Typically, cancer can grow freely in part because it shuts off the STING pathway, which is essential to getting the immune system to help fight it. When the STING pathway is off, no alarm bells are alerting the immune system that there are foreign invaders, and the body does not fight or attack the cancer. 

However, freezing and thawing tumor cells makes cancer cells expand, explode and spill their contents that flag them as cancer. The STING pathway recognizes the pieces of the cells as bad and rouses the immune system to attack the tumor cells anywhere it can find in the body, making tumors shrink or disappear for some patients. 

“It has what’s called an abscopal effect,” Huang said, adding that cryoablation’s abscopal effect has already been shown to help adult cancer patients.  

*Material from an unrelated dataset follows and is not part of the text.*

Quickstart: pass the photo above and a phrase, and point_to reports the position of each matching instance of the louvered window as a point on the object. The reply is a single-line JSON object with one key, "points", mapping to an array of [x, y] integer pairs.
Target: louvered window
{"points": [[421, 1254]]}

“Now we know there is an immunological can we exploit it?,” he said. Huang thinks he can effectively get rhabdomyosarcoma to attack itself by developing a vaccine in combination with turning the STING pathway switch on in rhabdomyosarcoma tumors. Switching the STING pathway on in tumors will make them more susceptible to immunotherapies because the body will be able to recognize the cancer. Some patients do not have enough of the STING pathway component to make cryoablation effective, so he’s also developing a way to screen for it.  

Thanks to support from CCRF donors, Huang has gathered enough preliminary data to apply for an R01 grant from the National Institutes of Health to further investigate cryoablation as a combination treatment option for kids facing rhabdomyosarcoma. If awarded the grant, he could include cryoablation as part of the treatment options for some patients.